TEST 1 CS458

Instructor Dr P Juell    NAID______________________ NAME__________________________

100 points, closed book                                  Sep. 24, 2002
  1. (10) The active LCD displays have a built in memory for each pixel. That gives them the effect of infinite persistence and yet allows instant change. Give two changes this would permit over the traditional CRT based systems.
  2. (10) The Cohen-Sutherland line clipping operation does an operation on two string of bits. What is the operation, and what does the value tell you to do.
  3. (10) The polygon splitting routine calculates cross products until the sign changes. It then splits on this line.
    What is the routine trying to fix?

    The above algorithm can be used to solve problems for other algorithms. Specify the name of an algorithm that could use the above technique to eliminate one of its problems?
  4. (10) You have a large list of pixel to pixel lines of exactly the same slope. Give two things you can do to improve performance over just drawing the lines individually using the Bresenham line drawing technique.
  5. (10) Most graphic systems use a viewing pipeline. Identify two stages in the the pipeline the type of processing that occurs in that stage.
  6. (10) Define a pyramid using the vtk file format.
  7. (10) Bresenham's line algorithm uses the sign of the parametric value to chose between two options. What are the two options?
  8. (15) A cone is centered at (3,2,1). Specify the string of transformations (T(x,y,z),S(x,y,z),Rx(a),Ry(a),Rz(a)) to turn this upside-down at this point in space and double its size. Then write the string of matrices corresponding to the transformations. Do NOT multiply the matrices.
    If this is too hard, for 10 points do: A triangle is specified with a center point at (2,3). Turn the triangle 90 degree to the right ( _ | ) around the center point and double is size. Specify the transformations and matrices to perform this transformation.

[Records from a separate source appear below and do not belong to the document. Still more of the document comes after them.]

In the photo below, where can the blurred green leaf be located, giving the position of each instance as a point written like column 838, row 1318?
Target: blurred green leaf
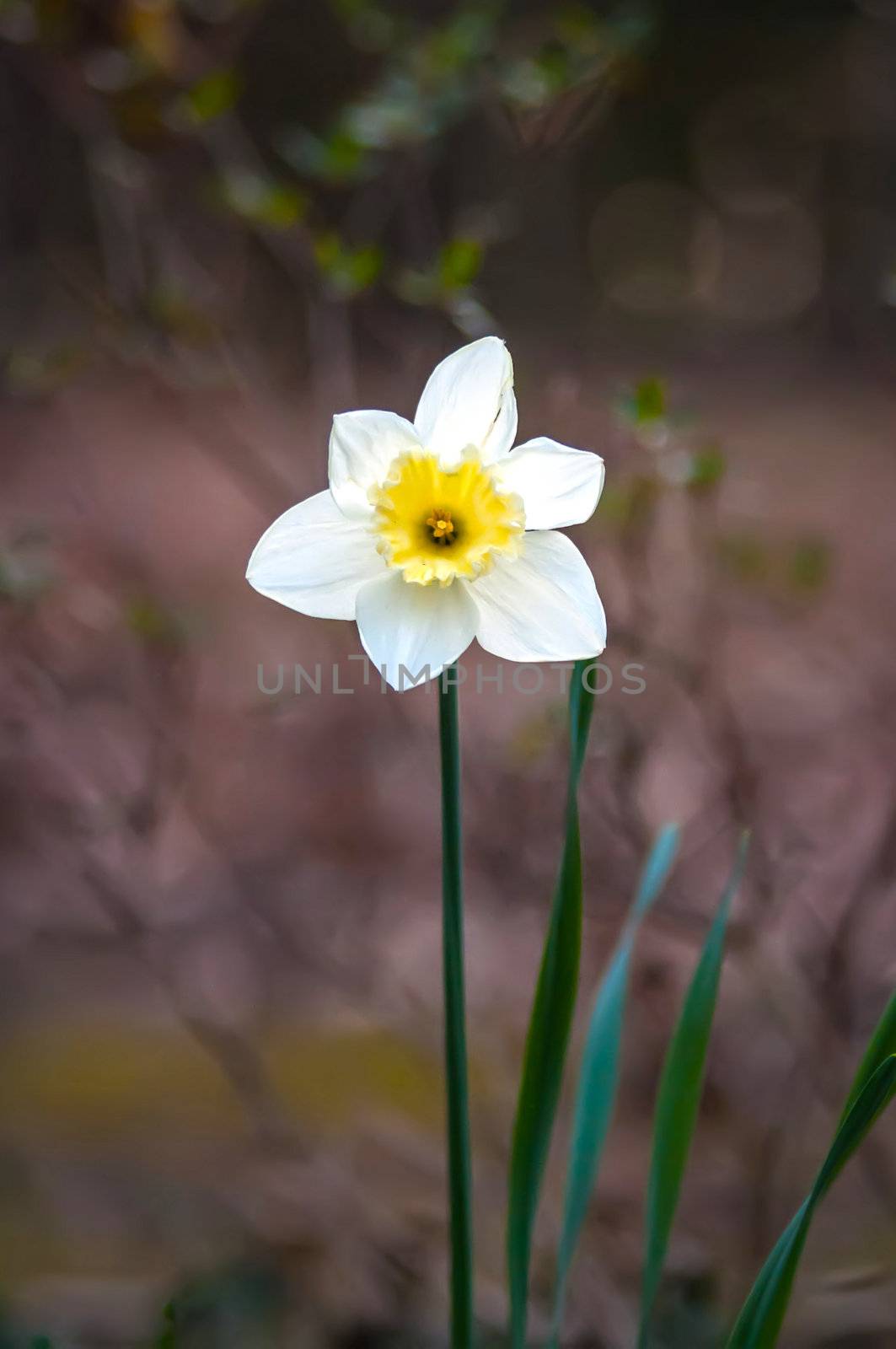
column 548, row 1035
column 679, row 1099
column 882, row 1045
column 649, row 400
column 153, row 624
column 215, row 94
column 262, row 200
column 31, row 373
column 459, row 263
column 347, row 270
column 745, row 556
column 810, row 564
column 599, row 1074
column 763, row 1314
column 707, row 469
column 26, row 572
column 336, row 159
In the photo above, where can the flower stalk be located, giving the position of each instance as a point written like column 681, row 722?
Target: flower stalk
column 456, row 1088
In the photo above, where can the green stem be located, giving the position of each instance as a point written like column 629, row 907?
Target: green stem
column 459, row 1167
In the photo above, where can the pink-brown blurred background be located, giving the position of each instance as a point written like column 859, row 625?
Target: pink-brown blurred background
column 222, row 222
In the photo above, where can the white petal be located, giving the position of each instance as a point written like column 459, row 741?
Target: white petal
column 559, row 486
column 314, row 560
column 541, row 606
column 362, row 445
column 420, row 627
column 469, row 400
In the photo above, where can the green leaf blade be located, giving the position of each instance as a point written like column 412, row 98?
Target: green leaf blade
column 679, row 1096
column 763, row 1314
column 550, row 1025
column 599, row 1074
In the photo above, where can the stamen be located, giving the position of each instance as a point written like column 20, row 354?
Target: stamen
column 442, row 526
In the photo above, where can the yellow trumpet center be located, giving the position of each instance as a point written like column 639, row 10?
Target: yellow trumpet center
column 436, row 524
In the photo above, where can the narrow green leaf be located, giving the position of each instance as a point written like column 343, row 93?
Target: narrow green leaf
column 599, row 1074
column 679, row 1096
column 548, row 1035
column 456, row 1086
column 763, row 1314
column 882, row 1045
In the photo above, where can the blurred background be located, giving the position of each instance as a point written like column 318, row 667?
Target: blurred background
column 220, row 222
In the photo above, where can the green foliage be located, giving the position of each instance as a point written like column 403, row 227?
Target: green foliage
column 338, row 159
column 458, row 1092
column 647, row 404
column 882, row 1045
column 153, row 624
column 347, row 270
column 810, row 564
column 679, row 1099
column 707, row 469
column 459, row 262
column 599, row 1074
column 548, row 1036
column 262, row 200
column 212, row 96
column 761, row 1317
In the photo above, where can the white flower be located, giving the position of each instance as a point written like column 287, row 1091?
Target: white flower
column 439, row 532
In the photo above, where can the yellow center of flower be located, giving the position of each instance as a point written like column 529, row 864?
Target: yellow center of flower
column 436, row 524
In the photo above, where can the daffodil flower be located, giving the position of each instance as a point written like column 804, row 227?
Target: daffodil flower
column 435, row 533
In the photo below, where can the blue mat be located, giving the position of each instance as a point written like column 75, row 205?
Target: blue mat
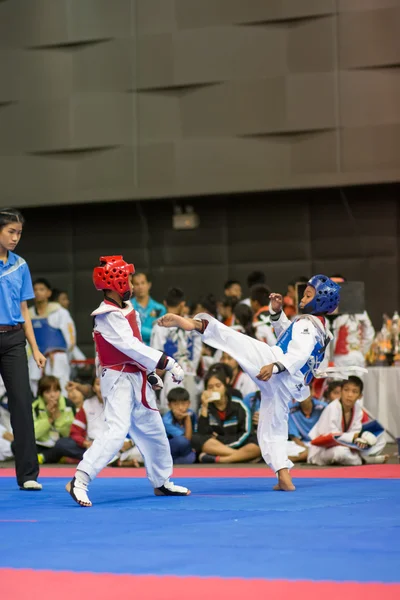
column 330, row 529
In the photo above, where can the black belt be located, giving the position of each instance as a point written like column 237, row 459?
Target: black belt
column 6, row 328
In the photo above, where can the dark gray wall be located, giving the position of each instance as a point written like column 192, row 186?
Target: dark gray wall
column 286, row 234
column 121, row 99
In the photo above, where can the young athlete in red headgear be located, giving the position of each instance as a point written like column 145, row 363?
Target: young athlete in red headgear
column 127, row 376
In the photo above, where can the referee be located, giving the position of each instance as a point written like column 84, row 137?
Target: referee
column 15, row 328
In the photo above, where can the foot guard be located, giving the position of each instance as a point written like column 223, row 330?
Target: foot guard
column 170, row 489
column 78, row 492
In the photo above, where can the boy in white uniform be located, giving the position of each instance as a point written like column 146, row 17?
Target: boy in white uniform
column 127, row 368
column 283, row 371
column 338, row 436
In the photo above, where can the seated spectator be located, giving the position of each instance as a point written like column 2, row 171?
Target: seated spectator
column 338, row 436
column 180, row 423
column 333, row 391
column 302, row 418
column 290, row 300
column 224, row 431
column 225, row 308
column 253, row 401
column 254, row 278
column 184, row 346
column 259, row 299
column 240, row 380
column 76, row 399
column 87, row 425
column 244, row 320
column 52, row 416
column 233, row 288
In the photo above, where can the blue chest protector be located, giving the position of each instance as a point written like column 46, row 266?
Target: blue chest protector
column 48, row 338
column 317, row 355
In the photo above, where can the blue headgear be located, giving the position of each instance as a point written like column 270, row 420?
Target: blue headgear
column 327, row 296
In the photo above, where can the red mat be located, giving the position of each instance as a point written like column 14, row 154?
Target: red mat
column 363, row 472
column 18, row 584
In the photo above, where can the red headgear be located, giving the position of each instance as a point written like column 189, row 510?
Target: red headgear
column 113, row 274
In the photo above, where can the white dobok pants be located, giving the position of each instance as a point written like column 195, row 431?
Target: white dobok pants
column 125, row 413
column 252, row 354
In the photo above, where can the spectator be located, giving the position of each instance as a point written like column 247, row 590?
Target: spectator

    Transformations (in book order):
    Matrices (in book order):
  9. (15) A special monitor has 100 rows and 200 column. There is 4 bits per pixel in the frame buffer that only points to a list of tiles. Each code is used to look up a 4 pixel by 4 pixel tile. There are 24 bits (8 bits per each of RGB) for each pixel in the tile. The tile is mapped to the screen based on module 4 of the pixel row and column number). Show the work in your answer (i.e. 1 x 2 x 3 = 6)
    What is the fewest number of distinct colors that can be displayed on the screen at one time?

    What is the maximum number of distinct colors that can be displayed on the screen at one time?

    What is one undesirable effect you would have using this display device?